The successful decision did not come to the construction team immediately. But in the end, the slopes of the hill became an amazing projection of the amphitheater, the basis of which was the botanical garden.
And if the design took several months, the progress of the work dragged on for several years. The unique building was opened to visitors only in 1999.
Collection of miniature trees.
The whole world is on the steps of the hill
The Barcelona Botanical Garden is a stepped amphitheater on the slopes of Montjuic, covering an area of 14 hectares.
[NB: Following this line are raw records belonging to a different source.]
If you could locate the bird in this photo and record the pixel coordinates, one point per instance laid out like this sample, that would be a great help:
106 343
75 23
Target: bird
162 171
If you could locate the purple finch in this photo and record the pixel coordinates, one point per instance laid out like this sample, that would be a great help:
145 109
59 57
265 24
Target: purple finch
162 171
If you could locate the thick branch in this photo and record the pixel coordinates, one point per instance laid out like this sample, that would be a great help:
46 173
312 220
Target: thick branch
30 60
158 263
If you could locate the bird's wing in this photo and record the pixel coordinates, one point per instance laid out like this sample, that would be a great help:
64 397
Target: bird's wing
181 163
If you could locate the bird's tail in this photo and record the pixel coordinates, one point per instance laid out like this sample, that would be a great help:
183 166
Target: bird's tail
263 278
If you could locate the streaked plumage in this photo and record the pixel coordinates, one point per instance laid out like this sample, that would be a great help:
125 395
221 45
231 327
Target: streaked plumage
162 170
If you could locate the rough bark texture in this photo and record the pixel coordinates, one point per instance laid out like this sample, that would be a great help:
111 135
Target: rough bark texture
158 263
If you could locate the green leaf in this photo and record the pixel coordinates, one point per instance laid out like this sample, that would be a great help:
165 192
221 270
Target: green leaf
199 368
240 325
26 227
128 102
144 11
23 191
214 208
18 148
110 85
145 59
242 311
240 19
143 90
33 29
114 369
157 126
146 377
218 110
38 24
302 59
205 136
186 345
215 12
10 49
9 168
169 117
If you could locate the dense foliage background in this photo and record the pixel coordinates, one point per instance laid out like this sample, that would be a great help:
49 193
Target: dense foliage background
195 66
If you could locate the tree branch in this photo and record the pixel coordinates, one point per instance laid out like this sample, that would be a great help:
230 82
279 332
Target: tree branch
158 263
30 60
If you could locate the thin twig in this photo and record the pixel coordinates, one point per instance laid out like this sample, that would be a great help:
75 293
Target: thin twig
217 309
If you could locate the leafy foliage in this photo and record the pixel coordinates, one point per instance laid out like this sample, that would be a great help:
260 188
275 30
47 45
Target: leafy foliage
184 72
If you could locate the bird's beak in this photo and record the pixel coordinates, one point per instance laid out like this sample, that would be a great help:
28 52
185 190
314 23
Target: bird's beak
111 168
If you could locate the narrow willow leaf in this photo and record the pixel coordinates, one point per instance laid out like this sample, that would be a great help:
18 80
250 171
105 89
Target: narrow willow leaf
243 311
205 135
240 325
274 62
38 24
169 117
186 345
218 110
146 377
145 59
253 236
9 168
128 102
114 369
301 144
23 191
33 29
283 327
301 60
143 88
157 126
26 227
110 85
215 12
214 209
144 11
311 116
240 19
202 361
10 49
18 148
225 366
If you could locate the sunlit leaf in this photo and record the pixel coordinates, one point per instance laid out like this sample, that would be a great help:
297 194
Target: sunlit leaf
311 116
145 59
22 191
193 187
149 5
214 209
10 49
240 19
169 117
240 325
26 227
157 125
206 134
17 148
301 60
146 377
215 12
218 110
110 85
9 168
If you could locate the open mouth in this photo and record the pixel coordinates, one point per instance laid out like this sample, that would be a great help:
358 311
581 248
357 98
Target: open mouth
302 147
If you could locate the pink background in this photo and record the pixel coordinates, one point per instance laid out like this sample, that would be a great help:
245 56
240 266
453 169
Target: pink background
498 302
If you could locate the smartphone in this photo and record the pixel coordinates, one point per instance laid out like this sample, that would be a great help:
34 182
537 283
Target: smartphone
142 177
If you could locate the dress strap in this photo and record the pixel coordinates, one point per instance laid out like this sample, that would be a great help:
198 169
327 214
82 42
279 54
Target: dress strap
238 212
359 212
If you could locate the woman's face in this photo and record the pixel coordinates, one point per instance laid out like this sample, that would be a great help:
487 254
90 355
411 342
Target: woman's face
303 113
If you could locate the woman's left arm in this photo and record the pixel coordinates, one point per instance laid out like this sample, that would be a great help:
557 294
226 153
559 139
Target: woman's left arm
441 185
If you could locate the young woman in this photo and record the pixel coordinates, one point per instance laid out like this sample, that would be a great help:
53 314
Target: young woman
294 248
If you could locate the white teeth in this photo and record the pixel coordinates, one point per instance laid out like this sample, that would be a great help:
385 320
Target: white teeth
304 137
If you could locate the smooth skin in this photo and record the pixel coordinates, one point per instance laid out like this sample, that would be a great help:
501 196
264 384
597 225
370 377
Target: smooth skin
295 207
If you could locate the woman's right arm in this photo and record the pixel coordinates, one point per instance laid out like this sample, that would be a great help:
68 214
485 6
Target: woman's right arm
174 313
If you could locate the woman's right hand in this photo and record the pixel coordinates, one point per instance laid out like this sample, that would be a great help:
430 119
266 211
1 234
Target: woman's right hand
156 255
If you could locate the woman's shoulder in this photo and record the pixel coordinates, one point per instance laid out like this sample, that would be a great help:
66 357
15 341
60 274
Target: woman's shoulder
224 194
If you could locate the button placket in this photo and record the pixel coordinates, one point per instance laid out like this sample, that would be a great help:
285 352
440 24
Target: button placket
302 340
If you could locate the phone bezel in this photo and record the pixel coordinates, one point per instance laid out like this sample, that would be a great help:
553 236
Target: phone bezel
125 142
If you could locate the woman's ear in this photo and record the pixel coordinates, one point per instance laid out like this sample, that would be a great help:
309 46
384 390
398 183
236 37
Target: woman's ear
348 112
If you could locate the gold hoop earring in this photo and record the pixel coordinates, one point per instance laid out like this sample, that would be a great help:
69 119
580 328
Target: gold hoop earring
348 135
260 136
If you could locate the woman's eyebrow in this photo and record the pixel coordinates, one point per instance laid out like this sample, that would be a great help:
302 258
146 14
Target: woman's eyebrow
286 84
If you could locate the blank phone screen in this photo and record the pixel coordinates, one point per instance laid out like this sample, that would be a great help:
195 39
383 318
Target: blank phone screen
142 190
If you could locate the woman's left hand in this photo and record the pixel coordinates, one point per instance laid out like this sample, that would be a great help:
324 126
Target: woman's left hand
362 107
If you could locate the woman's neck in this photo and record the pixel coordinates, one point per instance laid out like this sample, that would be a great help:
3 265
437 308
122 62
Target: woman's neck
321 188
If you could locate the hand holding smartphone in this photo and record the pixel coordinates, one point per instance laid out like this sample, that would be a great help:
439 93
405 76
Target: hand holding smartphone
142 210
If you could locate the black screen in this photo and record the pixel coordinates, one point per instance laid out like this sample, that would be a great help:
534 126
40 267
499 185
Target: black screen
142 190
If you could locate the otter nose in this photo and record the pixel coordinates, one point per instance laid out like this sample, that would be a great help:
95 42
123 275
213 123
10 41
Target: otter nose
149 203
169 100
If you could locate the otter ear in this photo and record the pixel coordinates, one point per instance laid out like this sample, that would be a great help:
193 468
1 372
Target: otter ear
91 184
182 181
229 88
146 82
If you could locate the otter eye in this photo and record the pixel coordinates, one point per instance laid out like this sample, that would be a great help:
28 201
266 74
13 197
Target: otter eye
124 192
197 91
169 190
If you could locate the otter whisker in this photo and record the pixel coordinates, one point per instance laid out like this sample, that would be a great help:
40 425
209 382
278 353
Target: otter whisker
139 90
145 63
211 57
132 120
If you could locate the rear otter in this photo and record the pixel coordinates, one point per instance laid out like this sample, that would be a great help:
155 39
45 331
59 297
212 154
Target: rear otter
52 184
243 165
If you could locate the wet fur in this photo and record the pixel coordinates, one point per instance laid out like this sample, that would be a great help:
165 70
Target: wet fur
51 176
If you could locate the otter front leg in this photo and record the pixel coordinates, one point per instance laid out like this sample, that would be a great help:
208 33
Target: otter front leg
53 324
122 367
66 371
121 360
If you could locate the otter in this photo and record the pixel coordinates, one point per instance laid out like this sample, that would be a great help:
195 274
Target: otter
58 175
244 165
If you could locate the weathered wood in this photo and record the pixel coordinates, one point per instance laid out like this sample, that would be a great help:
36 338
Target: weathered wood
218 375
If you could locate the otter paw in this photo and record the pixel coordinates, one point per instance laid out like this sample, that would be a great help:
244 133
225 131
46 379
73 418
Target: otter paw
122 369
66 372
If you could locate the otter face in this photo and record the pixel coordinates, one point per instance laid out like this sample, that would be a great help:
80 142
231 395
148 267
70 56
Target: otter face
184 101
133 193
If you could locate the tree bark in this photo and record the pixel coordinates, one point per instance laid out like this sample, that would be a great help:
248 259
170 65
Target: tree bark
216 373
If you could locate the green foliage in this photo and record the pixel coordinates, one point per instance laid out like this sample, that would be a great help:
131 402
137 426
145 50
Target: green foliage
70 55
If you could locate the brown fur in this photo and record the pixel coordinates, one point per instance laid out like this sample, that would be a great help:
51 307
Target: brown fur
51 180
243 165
Even initially, the park was zoned into 87 territorial areas of eight landscape complexes of the world. Each one is a mini-topographical version of the authentic flora of Australia, Africa, the Mediterranean, the Canary Islands and other unique places.
Closer to the foot of Montjuic, in the lower part of the garden, there is a picturesque, artificially created lake.
Further, a little higher, several streams have overflowed and waterfalls are falling from a height.
(Source – Larisa Nikitina).
The whole garden is a continuous tropical forest. Here you can see:
- age-old Australian cypresses;
- California strawberry tree;
- South African succulents;
- impressive Chilean cacti.
Bonsai lovers come here. After all, there is a unique collection of miniature trees, numbering 210 copies.
And from the highest point of the garden, there is a breathtaking view of Barcelona!
The Botanical Garden is considered not just a beautiful tourist attraction:
- extensive research activities are carried out here;
- endangered species of plants are grown, selection and breeding of rare representatives of the flora of different regions of the world is carried out;
- the employees of the garden devote a lot of time to educational work with youth and students.
Note to tourists
The park lies between the Olympic Stadium (which is located at the foot of the mountain) and the fortress of Montjuic (at the top of the hill), starting at the yacht pier.